Architecture Overview
Eventgen a modular set of Python code, structured as a Splunk application, which allows for a number of use cases:
- Stand-alone event generation
- Embedding in Splunk and serving multiple Splunk apps’ event generation needs by allowing those apps to specify an eventgen.conf in their Splunk default/local app directories.
- Generation built using sample files and configuration
- Generation using custom code to model a scenario
- Output to Splunk modular input or any number of pluggable output modes
Prior to version 4, Eventgen was a monolithic set of code with dozens of configuration tuneables all driving a complex set of conditional code. Over its life, Eventgen has grown so many tunables that the code had essentially become unmaintainable. This drove a desire by Brian Bingham (bbingham@splunk.com), the primary Eventgen maintainer, to rearchitect the code to make it more modular.
A second set of requirements also drove the version 4 re-architecture. There continue to be a number of eventgens written internally to Splunk, and while most of those developers would be happy using Eventgen, either the config syntax is more arduous to learn than writing some python code or the scenario they want to model simply isn’t possible using relatively naive methods of looking for events and replacing regex identified tokens with substitutions from random selections. Replay mode is also insuffucient in that they do not want to have to base the eventgens on real data.
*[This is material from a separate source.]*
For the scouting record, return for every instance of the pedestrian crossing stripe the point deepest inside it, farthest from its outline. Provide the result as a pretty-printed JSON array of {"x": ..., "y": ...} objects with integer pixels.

These requirements have led to this new architecture in verison 4. Eventgen is now completely modular, with the core code base handling a few tasks:
- Configuration management
- Config can come from Splunk if running as an app or via python’s ConfigParser if running standalones
- Handles flattening of configs from global defaults and individual config files
- Loading Plugins
- Load plugins from the
lib/plugins
directory or App’sbin
directories, with three types of Plugins: Rating, Generator and Output - For more detail on writing plugins, see the Plugins documentation
- Load plugins from the
- Creating timers for each sample
- For samples with queueable generators (meaning we can have multiple threads generating sample simultaneously), the timer wakes up every interval and puts a task in the queue to be generated by a generator worker
- For samples which are not queueable (meaning we can only run one simultaneous thread of the generator), the thread runs the generator plugin single threaded and handles sleeping the proper amount to manage intervals.
- Managing workers
- Generator and Output plugins run as separate threads or processes and can have a configurable number of workers running
That’s about it, everything else is handed in a plugin.
Basic Flow
Events get generated through a series of processing queues. Everything in the core eventgen architecture is multi-threaded. In order to get around Python’s Global Interpreter Lock (GIL), we can also run in a multiprocess mode. Essentially:
Timers -> Generator Jobs in Generator Queue -> Output Jobs in Output Queue (Optional)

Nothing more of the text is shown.